Je m'approche de lui, ignorant les battements de mon cœur qui s'accélèrent à cause de l'adrénaline, contre ma volonté. Je suis plus petite que lui mais je ne suis pas minuscule. Je le fixe dans les yeux alors qu'il penche légèrement la tête. Son souffle s'abat sur mes lèvres.

– Je ne suis pas un agneau. Tu ne vas pas me manger ou je ne sais quoi. 

– Les agneaux qui se battent sont les plus savoureux, termine-t-il.
– Je ne veux pas faire partie de ton jeu.
– Oh mais tu viens justement d'y entrer.

Je n'arrive pas à lire en lui. D'habitude, cela m'est assez simple. Les gens dévoilent leurs envies et leurs intentions comme un livre ouvert. Mais pas lui.

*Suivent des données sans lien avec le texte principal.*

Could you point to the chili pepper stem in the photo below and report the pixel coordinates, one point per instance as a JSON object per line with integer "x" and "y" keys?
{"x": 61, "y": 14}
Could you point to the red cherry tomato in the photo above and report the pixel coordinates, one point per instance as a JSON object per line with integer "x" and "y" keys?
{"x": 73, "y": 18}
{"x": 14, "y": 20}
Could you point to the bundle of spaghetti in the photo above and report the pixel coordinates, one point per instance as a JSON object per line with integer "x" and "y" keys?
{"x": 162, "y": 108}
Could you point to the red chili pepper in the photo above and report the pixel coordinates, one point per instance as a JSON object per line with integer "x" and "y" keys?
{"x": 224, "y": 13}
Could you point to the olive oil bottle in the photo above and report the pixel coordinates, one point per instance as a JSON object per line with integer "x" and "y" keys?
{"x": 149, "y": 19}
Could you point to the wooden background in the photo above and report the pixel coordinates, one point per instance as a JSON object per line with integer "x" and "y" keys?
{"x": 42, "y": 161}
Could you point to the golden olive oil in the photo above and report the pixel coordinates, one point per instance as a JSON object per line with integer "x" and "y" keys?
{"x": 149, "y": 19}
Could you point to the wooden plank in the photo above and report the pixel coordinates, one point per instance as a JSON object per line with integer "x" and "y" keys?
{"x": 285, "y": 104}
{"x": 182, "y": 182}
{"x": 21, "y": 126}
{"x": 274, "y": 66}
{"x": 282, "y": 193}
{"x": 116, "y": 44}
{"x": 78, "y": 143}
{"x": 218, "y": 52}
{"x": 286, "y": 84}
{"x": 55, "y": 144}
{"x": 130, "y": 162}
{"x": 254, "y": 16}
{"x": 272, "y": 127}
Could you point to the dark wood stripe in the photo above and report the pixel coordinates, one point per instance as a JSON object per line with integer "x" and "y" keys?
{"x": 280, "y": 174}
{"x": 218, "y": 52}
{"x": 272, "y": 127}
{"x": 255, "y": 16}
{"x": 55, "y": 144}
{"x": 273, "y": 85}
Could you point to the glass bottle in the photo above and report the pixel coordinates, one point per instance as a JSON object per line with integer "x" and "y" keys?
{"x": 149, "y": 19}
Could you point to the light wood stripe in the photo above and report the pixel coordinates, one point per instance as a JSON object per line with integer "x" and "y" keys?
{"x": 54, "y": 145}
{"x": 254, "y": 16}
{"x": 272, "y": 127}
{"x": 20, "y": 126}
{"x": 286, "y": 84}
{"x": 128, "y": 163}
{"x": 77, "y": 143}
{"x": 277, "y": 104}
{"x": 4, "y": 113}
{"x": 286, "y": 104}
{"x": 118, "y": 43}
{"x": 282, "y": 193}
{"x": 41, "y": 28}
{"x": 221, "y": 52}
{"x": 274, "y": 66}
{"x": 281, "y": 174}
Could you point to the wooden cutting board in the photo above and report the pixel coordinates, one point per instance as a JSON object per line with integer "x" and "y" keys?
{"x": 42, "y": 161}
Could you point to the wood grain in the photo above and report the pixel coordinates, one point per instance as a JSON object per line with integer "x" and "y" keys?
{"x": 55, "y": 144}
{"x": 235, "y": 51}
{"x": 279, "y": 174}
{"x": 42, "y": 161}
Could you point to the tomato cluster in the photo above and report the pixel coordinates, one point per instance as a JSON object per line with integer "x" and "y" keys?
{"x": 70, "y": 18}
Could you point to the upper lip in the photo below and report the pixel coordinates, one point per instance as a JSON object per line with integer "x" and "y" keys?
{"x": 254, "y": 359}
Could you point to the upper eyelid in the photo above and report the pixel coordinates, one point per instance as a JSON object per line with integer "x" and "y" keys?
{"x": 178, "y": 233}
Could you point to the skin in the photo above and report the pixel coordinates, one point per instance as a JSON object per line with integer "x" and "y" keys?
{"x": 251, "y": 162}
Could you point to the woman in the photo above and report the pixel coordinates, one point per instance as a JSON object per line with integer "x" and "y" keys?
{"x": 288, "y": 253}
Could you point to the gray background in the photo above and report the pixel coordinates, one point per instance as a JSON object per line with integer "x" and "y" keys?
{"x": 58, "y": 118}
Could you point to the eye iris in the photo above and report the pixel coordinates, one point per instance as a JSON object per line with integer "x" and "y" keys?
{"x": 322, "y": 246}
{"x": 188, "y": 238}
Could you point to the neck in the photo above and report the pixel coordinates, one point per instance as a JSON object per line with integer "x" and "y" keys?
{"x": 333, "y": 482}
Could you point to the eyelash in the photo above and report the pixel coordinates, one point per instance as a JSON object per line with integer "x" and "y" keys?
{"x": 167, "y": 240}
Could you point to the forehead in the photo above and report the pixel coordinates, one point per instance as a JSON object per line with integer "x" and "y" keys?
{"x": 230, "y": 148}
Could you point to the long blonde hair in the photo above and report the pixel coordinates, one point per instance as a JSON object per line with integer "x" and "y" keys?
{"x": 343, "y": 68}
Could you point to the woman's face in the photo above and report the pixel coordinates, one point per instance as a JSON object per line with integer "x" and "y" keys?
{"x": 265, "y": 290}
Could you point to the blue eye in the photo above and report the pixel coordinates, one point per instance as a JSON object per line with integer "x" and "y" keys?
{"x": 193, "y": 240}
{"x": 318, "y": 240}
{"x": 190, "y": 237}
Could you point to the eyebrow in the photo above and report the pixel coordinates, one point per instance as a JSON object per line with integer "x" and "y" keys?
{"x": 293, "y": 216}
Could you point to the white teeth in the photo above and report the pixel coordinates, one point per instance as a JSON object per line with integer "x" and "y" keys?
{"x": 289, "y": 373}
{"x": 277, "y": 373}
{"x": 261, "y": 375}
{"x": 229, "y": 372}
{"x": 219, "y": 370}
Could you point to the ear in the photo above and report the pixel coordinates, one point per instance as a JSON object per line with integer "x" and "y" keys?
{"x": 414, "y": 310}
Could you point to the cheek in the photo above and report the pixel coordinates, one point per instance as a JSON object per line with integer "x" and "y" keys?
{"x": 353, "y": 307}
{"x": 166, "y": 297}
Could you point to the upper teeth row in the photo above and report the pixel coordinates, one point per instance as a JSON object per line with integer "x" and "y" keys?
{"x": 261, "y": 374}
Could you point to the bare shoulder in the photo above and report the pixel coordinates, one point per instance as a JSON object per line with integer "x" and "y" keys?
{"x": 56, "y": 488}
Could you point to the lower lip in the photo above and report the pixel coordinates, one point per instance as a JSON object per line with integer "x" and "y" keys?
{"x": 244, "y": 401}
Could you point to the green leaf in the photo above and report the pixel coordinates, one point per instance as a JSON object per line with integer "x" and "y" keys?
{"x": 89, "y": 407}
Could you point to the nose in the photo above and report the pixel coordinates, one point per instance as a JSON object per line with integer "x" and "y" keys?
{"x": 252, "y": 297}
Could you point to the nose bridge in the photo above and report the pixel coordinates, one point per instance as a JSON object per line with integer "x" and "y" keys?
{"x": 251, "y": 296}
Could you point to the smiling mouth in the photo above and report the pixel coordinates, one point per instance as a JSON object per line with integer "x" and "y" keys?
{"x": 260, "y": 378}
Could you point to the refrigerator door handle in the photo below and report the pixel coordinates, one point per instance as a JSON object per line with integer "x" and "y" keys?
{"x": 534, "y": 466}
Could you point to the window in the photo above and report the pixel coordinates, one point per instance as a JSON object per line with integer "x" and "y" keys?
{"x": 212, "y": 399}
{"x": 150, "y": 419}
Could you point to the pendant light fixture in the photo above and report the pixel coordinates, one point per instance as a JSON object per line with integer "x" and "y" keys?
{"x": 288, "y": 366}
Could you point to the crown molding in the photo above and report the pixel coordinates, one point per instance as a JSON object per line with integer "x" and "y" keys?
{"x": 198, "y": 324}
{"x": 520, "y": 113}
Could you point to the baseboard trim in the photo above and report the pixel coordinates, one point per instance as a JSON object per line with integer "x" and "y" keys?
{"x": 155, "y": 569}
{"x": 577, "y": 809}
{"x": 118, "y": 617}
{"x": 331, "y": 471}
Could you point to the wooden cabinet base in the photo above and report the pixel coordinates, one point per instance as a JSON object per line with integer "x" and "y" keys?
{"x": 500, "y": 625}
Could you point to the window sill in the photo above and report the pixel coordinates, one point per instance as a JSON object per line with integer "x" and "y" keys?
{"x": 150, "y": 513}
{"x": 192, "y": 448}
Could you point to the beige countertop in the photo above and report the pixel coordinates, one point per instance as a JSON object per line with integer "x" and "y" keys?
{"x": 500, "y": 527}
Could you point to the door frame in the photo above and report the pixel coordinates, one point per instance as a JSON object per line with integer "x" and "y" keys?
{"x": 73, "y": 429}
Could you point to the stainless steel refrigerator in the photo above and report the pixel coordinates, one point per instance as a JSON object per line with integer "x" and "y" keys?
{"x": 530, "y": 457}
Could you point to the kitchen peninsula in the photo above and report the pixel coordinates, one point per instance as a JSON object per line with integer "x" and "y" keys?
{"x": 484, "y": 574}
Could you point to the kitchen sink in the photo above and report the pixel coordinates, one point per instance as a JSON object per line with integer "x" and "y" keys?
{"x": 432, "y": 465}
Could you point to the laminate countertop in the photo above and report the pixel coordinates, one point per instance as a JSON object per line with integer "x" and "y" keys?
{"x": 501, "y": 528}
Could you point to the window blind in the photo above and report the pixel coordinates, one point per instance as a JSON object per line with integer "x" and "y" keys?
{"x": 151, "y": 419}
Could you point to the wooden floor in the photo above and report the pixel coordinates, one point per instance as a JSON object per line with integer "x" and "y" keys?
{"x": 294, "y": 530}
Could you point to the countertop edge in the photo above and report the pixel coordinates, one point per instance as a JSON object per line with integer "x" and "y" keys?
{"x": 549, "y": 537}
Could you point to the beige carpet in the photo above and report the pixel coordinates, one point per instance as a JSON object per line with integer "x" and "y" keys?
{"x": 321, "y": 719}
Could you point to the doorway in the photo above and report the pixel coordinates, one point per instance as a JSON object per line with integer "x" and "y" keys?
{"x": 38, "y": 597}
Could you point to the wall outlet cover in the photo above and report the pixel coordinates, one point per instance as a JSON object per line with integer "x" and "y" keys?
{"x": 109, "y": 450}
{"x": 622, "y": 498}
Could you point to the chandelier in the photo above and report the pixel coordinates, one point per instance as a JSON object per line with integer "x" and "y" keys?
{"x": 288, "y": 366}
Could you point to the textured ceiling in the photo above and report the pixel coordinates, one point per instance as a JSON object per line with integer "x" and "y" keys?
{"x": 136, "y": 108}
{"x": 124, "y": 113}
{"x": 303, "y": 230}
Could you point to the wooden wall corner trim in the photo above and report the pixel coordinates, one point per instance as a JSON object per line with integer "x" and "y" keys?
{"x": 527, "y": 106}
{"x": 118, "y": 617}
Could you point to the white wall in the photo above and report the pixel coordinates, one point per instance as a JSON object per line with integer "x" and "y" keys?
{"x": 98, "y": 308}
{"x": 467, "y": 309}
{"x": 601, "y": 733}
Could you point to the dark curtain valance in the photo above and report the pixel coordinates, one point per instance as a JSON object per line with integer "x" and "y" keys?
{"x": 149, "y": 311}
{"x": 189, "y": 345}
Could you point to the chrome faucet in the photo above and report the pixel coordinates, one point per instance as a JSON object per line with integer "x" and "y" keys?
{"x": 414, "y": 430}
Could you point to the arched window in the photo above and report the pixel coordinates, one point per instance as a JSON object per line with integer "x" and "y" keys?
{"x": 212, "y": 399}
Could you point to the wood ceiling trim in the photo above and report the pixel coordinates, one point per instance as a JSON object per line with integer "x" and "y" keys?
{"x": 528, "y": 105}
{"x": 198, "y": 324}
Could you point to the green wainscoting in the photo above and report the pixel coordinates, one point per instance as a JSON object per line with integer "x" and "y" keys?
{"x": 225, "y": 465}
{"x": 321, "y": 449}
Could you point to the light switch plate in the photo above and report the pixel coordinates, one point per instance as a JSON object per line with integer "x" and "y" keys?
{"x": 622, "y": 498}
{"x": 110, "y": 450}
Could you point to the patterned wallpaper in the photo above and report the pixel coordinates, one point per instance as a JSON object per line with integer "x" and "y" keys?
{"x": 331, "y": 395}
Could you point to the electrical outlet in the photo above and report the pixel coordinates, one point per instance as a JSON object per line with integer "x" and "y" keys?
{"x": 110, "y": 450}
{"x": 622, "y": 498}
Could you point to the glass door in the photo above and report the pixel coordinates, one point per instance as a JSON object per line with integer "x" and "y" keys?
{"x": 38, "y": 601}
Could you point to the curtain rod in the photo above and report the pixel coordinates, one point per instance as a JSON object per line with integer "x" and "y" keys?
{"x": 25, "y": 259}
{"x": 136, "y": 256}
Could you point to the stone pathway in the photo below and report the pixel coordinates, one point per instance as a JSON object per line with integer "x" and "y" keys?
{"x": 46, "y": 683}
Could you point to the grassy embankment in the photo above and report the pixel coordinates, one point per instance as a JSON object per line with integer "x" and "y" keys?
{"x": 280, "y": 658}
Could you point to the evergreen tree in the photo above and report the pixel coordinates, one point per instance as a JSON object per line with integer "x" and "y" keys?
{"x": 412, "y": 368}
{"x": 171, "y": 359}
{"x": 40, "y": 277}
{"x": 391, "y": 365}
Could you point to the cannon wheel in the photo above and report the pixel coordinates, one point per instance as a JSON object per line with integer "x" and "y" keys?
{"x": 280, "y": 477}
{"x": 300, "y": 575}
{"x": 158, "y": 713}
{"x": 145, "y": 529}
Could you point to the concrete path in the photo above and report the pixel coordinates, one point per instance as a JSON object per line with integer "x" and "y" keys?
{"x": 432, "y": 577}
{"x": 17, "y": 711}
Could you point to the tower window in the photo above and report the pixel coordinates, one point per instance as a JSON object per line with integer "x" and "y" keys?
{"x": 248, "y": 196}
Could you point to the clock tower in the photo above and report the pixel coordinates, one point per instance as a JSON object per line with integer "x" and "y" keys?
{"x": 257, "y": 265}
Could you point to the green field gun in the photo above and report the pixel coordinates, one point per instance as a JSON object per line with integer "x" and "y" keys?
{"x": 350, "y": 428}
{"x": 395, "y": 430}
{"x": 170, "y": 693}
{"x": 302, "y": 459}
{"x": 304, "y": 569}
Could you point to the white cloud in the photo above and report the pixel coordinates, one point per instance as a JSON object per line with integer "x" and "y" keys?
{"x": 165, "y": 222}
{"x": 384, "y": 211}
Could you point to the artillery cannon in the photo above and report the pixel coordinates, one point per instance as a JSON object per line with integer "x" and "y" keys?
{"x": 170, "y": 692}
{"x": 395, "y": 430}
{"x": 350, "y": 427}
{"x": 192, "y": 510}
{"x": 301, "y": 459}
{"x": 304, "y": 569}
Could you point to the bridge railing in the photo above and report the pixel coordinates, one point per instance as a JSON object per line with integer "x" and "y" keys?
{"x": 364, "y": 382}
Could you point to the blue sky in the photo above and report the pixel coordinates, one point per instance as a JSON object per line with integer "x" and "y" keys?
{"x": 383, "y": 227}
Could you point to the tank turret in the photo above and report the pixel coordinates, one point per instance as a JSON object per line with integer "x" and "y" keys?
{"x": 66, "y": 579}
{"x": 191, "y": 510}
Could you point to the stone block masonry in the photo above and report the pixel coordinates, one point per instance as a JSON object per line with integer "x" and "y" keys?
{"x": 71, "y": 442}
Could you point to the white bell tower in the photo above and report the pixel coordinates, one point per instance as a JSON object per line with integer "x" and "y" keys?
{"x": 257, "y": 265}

Je ne sais absolument pas de quoi il parle, ni quel est son but, mais s'il doit se passer quelque chose de stupide, je préfère contrôler la situation. Je ne réfléchis pas et rétorque :

– Alors, laisse-moi imposer mes règles.

Il secoue légèrement la tête et sa pomme d'Adam bouge doucement.

– Les règles sont faites pour être brisées. Pas de règles.

– Alors... Quel est le but du jeu ?

Tucker ne me répond pas. Est-ce que je suis une espèce de... défi ? Est-ce qu'il veut juste me pourrir la vie ?

J'aperçois T-J qui s'approche, une expression ravie sur le visage. Bordel, il ne manquait plus que ça. Je fais demi-tour et commence à m'éloigner, sentant le regard de Tucker sur ma nuque.

– Tu as perdu, lâche-t-il d'une voix forte, viens la semaine prochaine.

Toujours dos à lui, je dresse mon majeur dans sa direction et continue de m'éloigner.